Another resident, Jacob Zango, expressed fear that if immediate measures are not taken by concerned authorities, “the residents might not be able to bear it for long.”
“We are calling on government and management of the KRPC to take immediate action to stop this flaring, because what we are inhaling in this place is poisonous and is capable of killing us,” laments Zango.
Managing Director of KRPC, Bolanle Ayodele, who acknowledged the act, said they are concerned over its effect on both humans and the environment, and are working towards minimising the black smoke being emitted. He was however quick to say that it was not possible for the company to stop gas flaring completely.
“We are aware of this problem and, very soon, we will correct it because we are also concerned about the environment.”
Nigeria is the largest oil producing country in Africa and the sixth in the world. More than 40 years after oil refineries were established in Nigeria, gas flaring still persists despite known health and environmental hazards.
Gas flaring is not peculiar to Kaduna; it is more common in the Niger Delta region where cities like Warri and Port Harcourt also experience the same hazards. Experts estimate that Nigeria currently flares between 1.3 and 1.4 billion cubic feet of gas per day. This is only second to Russia which flares three times the size of what Nigeria burns.
The gas being flared is a constituent of crude oil which observers say can be efficiently utilised as a valuable source of energy, but it is being continuously burnt and worsening the case of global warming.
Although subsequent administrations in the country have set up laws and datelines to stop the flaring, the oil firms have opted to paying fines instead of adopting modern technologies to end it.
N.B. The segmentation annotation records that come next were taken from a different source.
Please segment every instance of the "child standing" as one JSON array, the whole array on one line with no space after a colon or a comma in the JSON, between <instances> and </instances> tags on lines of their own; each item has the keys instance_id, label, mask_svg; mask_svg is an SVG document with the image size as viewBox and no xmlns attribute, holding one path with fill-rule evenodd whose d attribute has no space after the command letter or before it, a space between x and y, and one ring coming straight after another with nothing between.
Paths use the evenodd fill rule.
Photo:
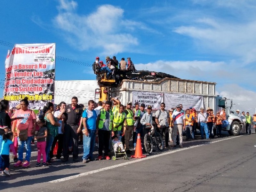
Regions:
<instances>
[{"instance_id":1,"label":"child standing","mask_svg":"<svg viewBox=\"0 0 256 192\"><path fill-rule=\"evenodd\" d=\"M10 176L11 175L10 171L9 170L10 165L10 149L15 155L16 155L16 152L14 148L13 143L12 140L13 138L13 133L12 132L9 132L5 133L3 136L3 141L2 143L2 150L0 152L0 155L2 159L2 161L4 163L3 167L2 175L5 175Z\"/></svg>"},{"instance_id":2,"label":"child standing","mask_svg":"<svg viewBox=\"0 0 256 192\"><path fill-rule=\"evenodd\" d=\"M41 154L43 155L43 166L46 166L46 137L47 137L47 128L44 126L45 121L44 119L39 119L37 122L39 126L39 130L36 134L37 140L37 162L36 167L40 166Z\"/></svg>"},{"instance_id":3,"label":"child standing","mask_svg":"<svg viewBox=\"0 0 256 192\"><path fill-rule=\"evenodd\" d=\"M114 144L114 151L116 152L117 151L117 148L119 147L121 148L121 151L124 152L125 150L124 148L124 145L123 143L118 139L118 136L115 135L114 136L112 140Z\"/></svg>"}]
</instances>

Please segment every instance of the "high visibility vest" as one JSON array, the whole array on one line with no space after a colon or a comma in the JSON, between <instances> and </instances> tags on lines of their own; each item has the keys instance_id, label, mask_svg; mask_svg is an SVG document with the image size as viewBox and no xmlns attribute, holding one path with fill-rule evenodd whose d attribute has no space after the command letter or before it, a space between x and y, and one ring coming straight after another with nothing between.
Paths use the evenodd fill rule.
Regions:
<instances>
[{"instance_id":1,"label":"high visibility vest","mask_svg":"<svg viewBox=\"0 0 256 192\"><path fill-rule=\"evenodd\" d=\"M100 121L99 122L99 129L100 129L103 128L104 123L106 119L106 110L105 109L102 109L100 110ZM112 124L113 123L114 116L113 112L111 110L109 110L109 126L108 130L112 130Z\"/></svg>"},{"instance_id":2,"label":"high visibility vest","mask_svg":"<svg viewBox=\"0 0 256 192\"><path fill-rule=\"evenodd\" d=\"M221 125L222 124L221 123L221 120L220 118L221 118L221 116L220 115L216 115L215 117L216 119L216 124L217 125Z\"/></svg>"},{"instance_id":3,"label":"high visibility vest","mask_svg":"<svg viewBox=\"0 0 256 192\"><path fill-rule=\"evenodd\" d=\"M113 112L113 114L114 114L114 115L115 115L115 114L116 113L118 113L119 112L119 106L120 105L117 105L116 106L112 106L112 108L111 109L111 110Z\"/></svg>"},{"instance_id":4,"label":"high visibility vest","mask_svg":"<svg viewBox=\"0 0 256 192\"><path fill-rule=\"evenodd\" d=\"M126 120L127 122L127 125L133 125L133 113L130 109L125 109L128 112L128 114L126 115Z\"/></svg>"},{"instance_id":5,"label":"high visibility vest","mask_svg":"<svg viewBox=\"0 0 256 192\"><path fill-rule=\"evenodd\" d=\"M223 120L226 120L226 112L223 112L222 114L222 118L223 118Z\"/></svg>"},{"instance_id":6,"label":"high visibility vest","mask_svg":"<svg viewBox=\"0 0 256 192\"><path fill-rule=\"evenodd\" d=\"M172 114L171 114L171 113L169 112L169 115L170 116L170 124L169 125L169 126L170 127L172 127L173 126L173 122L172 122Z\"/></svg>"},{"instance_id":7,"label":"high visibility vest","mask_svg":"<svg viewBox=\"0 0 256 192\"><path fill-rule=\"evenodd\" d=\"M119 113L118 112L114 114L114 120L113 122L114 126L114 131L121 131L122 128L122 125L121 125L117 128L116 128L115 127L124 121L125 115L125 114L124 112L123 112L121 114Z\"/></svg>"},{"instance_id":8,"label":"high visibility vest","mask_svg":"<svg viewBox=\"0 0 256 192\"><path fill-rule=\"evenodd\" d=\"M251 116L245 116L245 119L246 119L246 123L249 123L250 124L252 123L251 122Z\"/></svg>"},{"instance_id":9,"label":"high visibility vest","mask_svg":"<svg viewBox=\"0 0 256 192\"><path fill-rule=\"evenodd\" d=\"M192 120L192 117L194 117L193 116L192 116L191 114L189 114L189 116L188 117L188 114L186 114L185 115L186 116L186 125L189 125L189 123L190 123L190 125L191 126L193 126L193 122L192 121L190 123L189 123L189 121L191 121Z\"/></svg>"}]
</instances>

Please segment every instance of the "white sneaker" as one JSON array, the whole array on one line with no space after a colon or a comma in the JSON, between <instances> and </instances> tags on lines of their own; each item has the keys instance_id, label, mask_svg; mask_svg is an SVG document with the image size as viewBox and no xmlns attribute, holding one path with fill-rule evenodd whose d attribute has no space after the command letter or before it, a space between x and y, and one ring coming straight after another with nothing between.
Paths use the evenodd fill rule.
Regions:
<instances>
[{"instance_id":1,"label":"white sneaker","mask_svg":"<svg viewBox=\"0 0 256 192\"><path fill-rule=\"evenodd\" d=\"M3 172L6 175L8 175L8 176L10 176L11 175L11 173L10 172L10 170L6 170L6 169L5 169L4 170Z\"/></svg>"}]
</instances>

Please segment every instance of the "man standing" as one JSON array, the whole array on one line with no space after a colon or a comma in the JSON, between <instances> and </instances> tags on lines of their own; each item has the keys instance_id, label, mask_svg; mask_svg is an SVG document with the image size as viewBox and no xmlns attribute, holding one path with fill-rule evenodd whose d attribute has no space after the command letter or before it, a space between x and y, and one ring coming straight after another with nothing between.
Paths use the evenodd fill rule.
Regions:
<instances>
[{"instance_id":1,"label":"man standing","mask_svg":"<svg viewBox=\"0 0 256 192\"><path fill-rule=\"evenodd\" d=\"M125 71L126 70L126 66L127 63L124 60L124 58L123 57L121 59L121 61L119 63L119 68L121 71Z\"/></svg>"},{"instance_id":2,"label":"man standing","mask_svg":"<svg viewBox=\"0 0 256 192\"><path fill-rule=\"evenodd\" d=\"M206 124L207 121L207 114L204 113L204 109L203 108L200 108L200 113L197 116L197 122L200 127L200 132L201 133L201 139L204 139L204 130L205 133L206 139L209 139L209 130Z\"/></svg>"},{"instance_id":3,"label":"man standing","mask_svg":"<svg viewBox=\"0 0 256 192\"><path fill-rule=\"evenodd\" d=\"M99 115L100 112L100 109L102 108L102 101L99 101L98 102L98 106L94 109L94 111L96 112L97 116Z\"/></svg>"},{"instance_id":4,"label":"man standing","mask_svg":"<svg viewBox=\"0 0 256 192\"><path fill-rule=\"evenodd\" d=\"M251 135L251 125L252 123L252 118L250 115L249 112L246 112L245 120L246 134Z\"/></svg>"},{"instance_id":5,"label":"man standing","mask_svg":"<svg viewBox=\"0 0 256 192\"><path fill-rule=\"evenodd\" d=\"M245 134L245 127L246 124L245 122L246 122L246 119L245 119L245 114L244 112L242 112L242 114L241 116L240 116L240 118L241 118L241 120L243 121L243 127L242 129L241 129L241 133L242 135Z\"/></svg>"},{"instance_id":6,"label":"man standing","mask_svg":"<svg viewBox=\"0 0 256 192\"><path fill-rule=\"evenodd\" d=\"M64 130L64 144L63 146L63 161L67 161L68 158L68 144L70 138L72 138L73 148L73 160L78 162L78 136L77 134L81 130L82 116L83 108L78 104L78 99L76 97L73 97L71 100L71 104L67 105L66 112L68 114L67 124L69 126L66 126L67 129ZM80 124L79 125L79 122ZM70 129L70 128L71 129Z\"/></svg>"},{"instance_id":7,"label":"man standing","mask_svg":"<svg viewBox=\"0 0 256 192\"><path fill-rule=\"evenodd\" d=\"M57 150L57 155L56 156L56 158L58 160L60 160L61 156L61 153L63 149L63 133L64 132L64 127L63 127L62 121L62 116L66 112L66 108L67 104L64 101L61 101L60 103L60 109L56 111L54 113L53 116L56 117L57 117L60 119L58 123L60 124L60 126L59 127L59 134L55 137L52 144L52 148L50 152L50 157L52 158L53 156L53 150L54 150L55 145L57 141L58 141L58 149Z\"/></svg>"},{"instance_id":8,"label":"man standing","mask_svg":"<svg viewBox=\"0 0 256 192\"><path fill-rule=\"evenodd\" d=\"M93 110L95 107L94 101L90 100L88 102L88 108L83 113L83 124L84 125L83 163L84 163L94 160L92 153L95 144L95 134L98 133L96 130L97 114Z\"/></svg>"},{"instance_id":9,"label":"man standing","mask_svg":"<svg viewBox=\"0 0 256 192\"><path fill-rule=\"evenodd\" d=\"M133 113L132 110L132 103L128 102L126 106L126 109L124 112L126 114L126 121L127 124L125 125L124 129L124 142L125 144L125 151L126 153L130 154L131 151L130 150L129 142L132 134L133 130Z\"/></svg>"},{"instance_id":10,"label":"man standing","mask_svg":"<svg viewBox=\"0 0 256 192\"><path fill-rule=\"evenodd\" d=\"M135 121L137 120L138 118L141 120L141 118L142 118L142 116L143 116L143 115L146 112L144 110L145 108L145 107L146 106L144 103L141 103L140 104L140 109L137 111L135 113L134 118L134 120ZM143 135L143 126L141 124L141 123L138 124L137 126L138 126L136 128L136 134L135 134L135 138L134 138L134 141L133 141L134 149L135 149L136 148L136 143L137 142L137 137L138 137L138 134L140 133L140 138L141 138L142 139L144 139L142 137ZM141 141L142 141L142 140Z\"/></svg>"},{"instance_id":11,"label":"man standing","mask_svg":"<svg viewBox=\"0 0 256 192\"><path fill-rule=\"evenodd\" d=\"M161 103L161 108L156 112L155 120L157 125L156 130L163 136L164 132L165 135L165 148L168 148L169 144L169 128L170 124L170 116L167 110L165 110L164 103Z\"/></svg>"},{"instance_id":12,"label":"man standing","mask_svg":"<svg viewBox=\"0 0 256 192\"><path fill-rule=\"evenodd\" d=\"M186 119L184 115L184 113L181 111L180 106L177 105L176 107L176 111L172 113L172 120L171 124L172 125L172 142L173 144L171 147L176 147L177 137L177 132L179 131L180 135L180 147L183 147L182 145L183 141L182 134L182 128L185 130Z\"/></svg>"},{"instance_id":13,"label":"man standing","mask_svg":"<svg viewBox=\"0 0 256 192\"><path fill-rule=\"evenodd\" d=\"M98 160L102 159L102 150L104 148L104 156L107 160L110 159L108 156L109 138L110 132L114 129L114 116L110 110L112 103L106 102L105 107L100 111L97 117L96 128L99 135L99 156Z\"/></svg>"}]
</instances>

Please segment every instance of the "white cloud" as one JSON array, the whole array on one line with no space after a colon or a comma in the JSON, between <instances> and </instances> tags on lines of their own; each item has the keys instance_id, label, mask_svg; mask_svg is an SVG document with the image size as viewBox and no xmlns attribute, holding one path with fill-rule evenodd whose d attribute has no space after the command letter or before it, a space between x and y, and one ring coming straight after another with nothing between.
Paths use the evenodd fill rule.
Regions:
<instances>
[{"instance_id":1,"label":"white cloud","mask_svg":"<svg viewBox=\"0 0 256 192\"><path fill-rule=\"evenodd\" d=\"M80 50L96 49L110 55L130 51L139 43L126 30L127 24L133 29L136 26L148 29L139 22L124 20L124 10L119 7L103 5L88 15L81 15L72 11L77 4L72 2L60 1L60 7L65 11L59 11L53 22L64 32L63 35L68 43Z\"/></svg>"}]
</instances>

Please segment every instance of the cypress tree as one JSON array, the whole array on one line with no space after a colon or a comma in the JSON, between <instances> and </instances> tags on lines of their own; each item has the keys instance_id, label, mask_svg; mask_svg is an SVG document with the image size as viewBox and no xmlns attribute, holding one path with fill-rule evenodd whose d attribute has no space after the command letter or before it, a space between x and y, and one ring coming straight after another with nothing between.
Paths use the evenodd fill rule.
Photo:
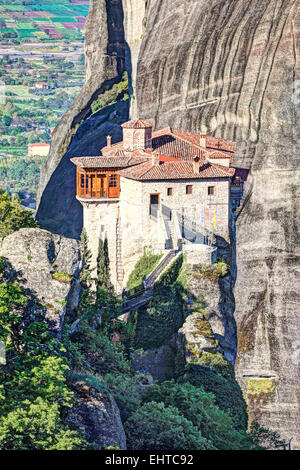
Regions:
<instances>
[{"instance_id":1,"label":"cypress tree","mask_svg":"<svg viewBox=\"0 0 300 470\"><path fill-rule=\"evenodd\" d=\"M81 240L82 249L83 249L84 266L81 270L79 281L83 289L89 289L92 284L92 276L91 276L92 253L88 246L89 240L88 240L88 236L87 236L85 228L82 229L80 240Z\"/></svg>"},{"instance_id":2,"label":"cypress tree","mask_svg":"<svg viewBox=\"0 0 300 470\"><path fill-rule=\"evenodd\" d=\"M97 257L97 290L111 290L110 281L108 242L99 238L98 257Z\"/></svg>"}]
</instances>

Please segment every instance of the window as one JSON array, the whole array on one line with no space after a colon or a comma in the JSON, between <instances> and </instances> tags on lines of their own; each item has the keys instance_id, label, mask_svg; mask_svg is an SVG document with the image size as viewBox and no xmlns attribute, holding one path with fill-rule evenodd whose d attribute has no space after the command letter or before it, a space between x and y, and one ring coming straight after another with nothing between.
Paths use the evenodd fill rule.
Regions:
<instances>
[{"instance_id":1,"label":"window","mask_svg":"<svg viewBox=\"0 0 300 470\"><path fill-rule=\"evenodd\" d=\"M109 187L110 188L118 187L118 175L115 175L115 174L109 175Z\"/></svg>"},{"instance_id":2,"label":"window","mask_svg":"<svg viewBox=\"0 0 300 470\"><path fill-rule=\"evenodd\" d=\"M86 175L85 185L86 185L86 188L89 187L89 177L88 177L88 175ZM80 175L80 187L84 188L84 175Z\"/></svg>"},{"instance_id":3,"label":"window","mask_svg":"<svg viewBox=\"0 0 300 470\"><path fill-rule=\"evenodd\" d=\"M159 208L159 194L150 194L150 215L157 217Z\"/></svg>"}]
</instances>

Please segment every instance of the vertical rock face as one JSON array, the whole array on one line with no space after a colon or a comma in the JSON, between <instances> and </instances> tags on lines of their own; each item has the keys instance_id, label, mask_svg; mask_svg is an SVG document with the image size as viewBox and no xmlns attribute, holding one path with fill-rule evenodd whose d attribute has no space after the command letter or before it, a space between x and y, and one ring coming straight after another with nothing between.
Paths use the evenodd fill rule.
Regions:
<instances>
[{"instance_id":1,"label":"vertical rock face","mask_svg":"<svg viewBox=\"0 0 300 470\"><path fill-rule=\"evenodd\" d=\"M66 311L79 303L80 243L46 230L23 228L3 240L0 256L12 279L26 290L26 319L45 320L60 336Z\"/></svg>"},{"instance_id":2,"label":"vertical rock face","mask_svg":"<svg viewBox=\"0 0 300 470\"><path fill-rule=\"evenodd\" d=\"M68 222L67 233L78 232L82 222L74 199L74 170L68 155L60 161L61 155L93 95L120 74L126 47L136 88L133 115L152 119L156 128L206 130L235 140L236 164L250 168L246 192L251 197L237 220L236 256L233 250L236 371L251 416L283 437L293 437L292 446L299 447L297 1L151 0L145 11L142 3L123 0L122 32L118 21L112 21L122 16L121 2L92 1L87 83L55 131L38 216L57 217L54 213L60 211L61 226L65 229ZM107 15L116 28L110 35L116 38L113 51ZM57 194L62 181L64 195Z\"/></svg>"},{"instance_id":3,"label":"vertical rock face","mask_svg":"<svg viewBox=\"0 0 300 470\"><path fill-rule=\"evenodd\" d=\"M118 406L112 395L101 393L84 382L71 385L75 400L66 422L81 431L97 450L118 446L126 450L126 436Z\"/></svg>"},{"instance_id":4,"label":"vertical rock face","mask_svg":"<svg viewBox=\"0 0 300 470\"><path fill-rule=\"evenodd\" d=\"M53 133L49 157L41 172L37 210L42 228L75 238L82 228L82 207L75 199L75 167L70 162L76 150L69 146L80 123L89 118L91 103L119 82L125 70L121 0L91 0L85 49L86 83ZM104 124L101 128L108 117L109 111L108 115L100 113L98 120L88 122L84 132L90 134L90 139L82 143L81 155L99 155L107 133L114 137L116 126Z\"/></svg>"},{"instance_id":5,"label":"vertical rock face","mask_svg":"<svg viewBox=\"0 0 300 470\"><path fill-rule=\"evenodd\" d=\"M153 0L138 113L237 141L237 375L250 412L299 447L299 11L295 1ZM297 431L298 427L298 431Z\"/></svg>"}]
</instances>

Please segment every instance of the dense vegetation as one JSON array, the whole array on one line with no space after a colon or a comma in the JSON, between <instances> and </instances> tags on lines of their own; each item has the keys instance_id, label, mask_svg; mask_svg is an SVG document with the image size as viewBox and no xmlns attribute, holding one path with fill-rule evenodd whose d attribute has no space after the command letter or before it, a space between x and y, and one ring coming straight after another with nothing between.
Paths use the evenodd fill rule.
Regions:
<instances>
[{"instance_id":1,"label":"dense vegetation","mask_svg":"<svg viewBox=\"0 0 300 470\"><path fill-rule=\"evenodd\" d=\"M133 289L139 286L146 277L153 271L159 260L162 258L162 254L153 254L144 251L144 255L136 263L132 273L129 276L127 282L127 289Z\"/></svg>"},{"instance_id":2,"label":"dense vegetation","mask_svg":"<svg viewBox=\"0 0 300 470\"><path fill-rule=\"evenodd\" d=\"M18 199L0 189L0 239L24 227L37 227L32 213L22 209Z\"/></svg>"},{"instance_id":3,"label":"dense vegetation","mask_svg":"<svg viewBox=\"0 0 300 470\"><path fill-rule=\"evenodd\" d=\"M13 207L14 201L10 204ZM276 433L257 424L247 434L245 404L233 369L221 356L205 354L201 364L192 364L161 384L132 369L137 351L128 338L134 340L136 331L132 323L119 319L121 304L106 269L105 243L99 243L94 290L85 232L82 241L87 265L81 275L81 301L76 311L69 312L61 340L51 334L42 315L32 316L29 304L34 294L23 289L8 262L1 260L0 340L6 346L6 364L0 365L0 449L94 448L79 430L66 424L74 400L72 383L78 380L113 394L129 449L259 449L262 441L266 446L282 445ZM177 258L156 287L156 297L162 295L165 303L167 292L169 303L175 293L178 300L183 295L182 262L182 257ZM99 266L106 272L100 279ZM161 314L155 302L156 315L167 318L166 305ZM182 308L182 301L179 305ZM39 308L38 299L35 307ZM172 313L169 310L169 316ZM77 327L71 331L75 320ZM119 340L112 341L116 332Z\"/></svg>"}]
</instances>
A report by Justice in Nigeria Now (JINN), a non-governmental organisation (NGO), says since 1969, the dateline to stop gas flaring has been shifted more than five times. An environmentalist, Aisha Okunade, discloses that the damage of gas flaring on the environment, land, water habitat and humans cannot be quantified. She stresses that although adequate research has not been concluded on the effects of gas flaring on humans, the effects are sometimes visible on people residing in areas close to refineries. The sign and symptoms, according to her, include vomiting, cancer diseases, lung diseases and Asthma.
The emitted gases, she adds, include nitrogen oxide, carbon monoxide, carbon dioxide, sulphur and nitrogen oxide, which mostly combined with rainfall to cause damage to soil. She calls on the Nigerian government to allocate enough funds to research institutions for a comprehensive research on such gases. The concern on the flaring and environmental degradation has led to many mass movements and activism, especially in the Niger Delta region.
In 1995, a renowned novel writer and activist, Ken Saro-Wiwa, was executed by the Nigerian government for oil-related activism on the environment.
Despite the hue and cry, Nigerian government has not taken notable steps at impressing on the oil companies to stop the practice. Early last year, a United Nations Environmental Programme (UNEP) Report indicted the giant Shell Oil Company operating in the Niger Delta region for contaminating the soil and environment of Ogoniland in the past 50 years.
The Federal Government said it would clean up the area, but that is yet to commence.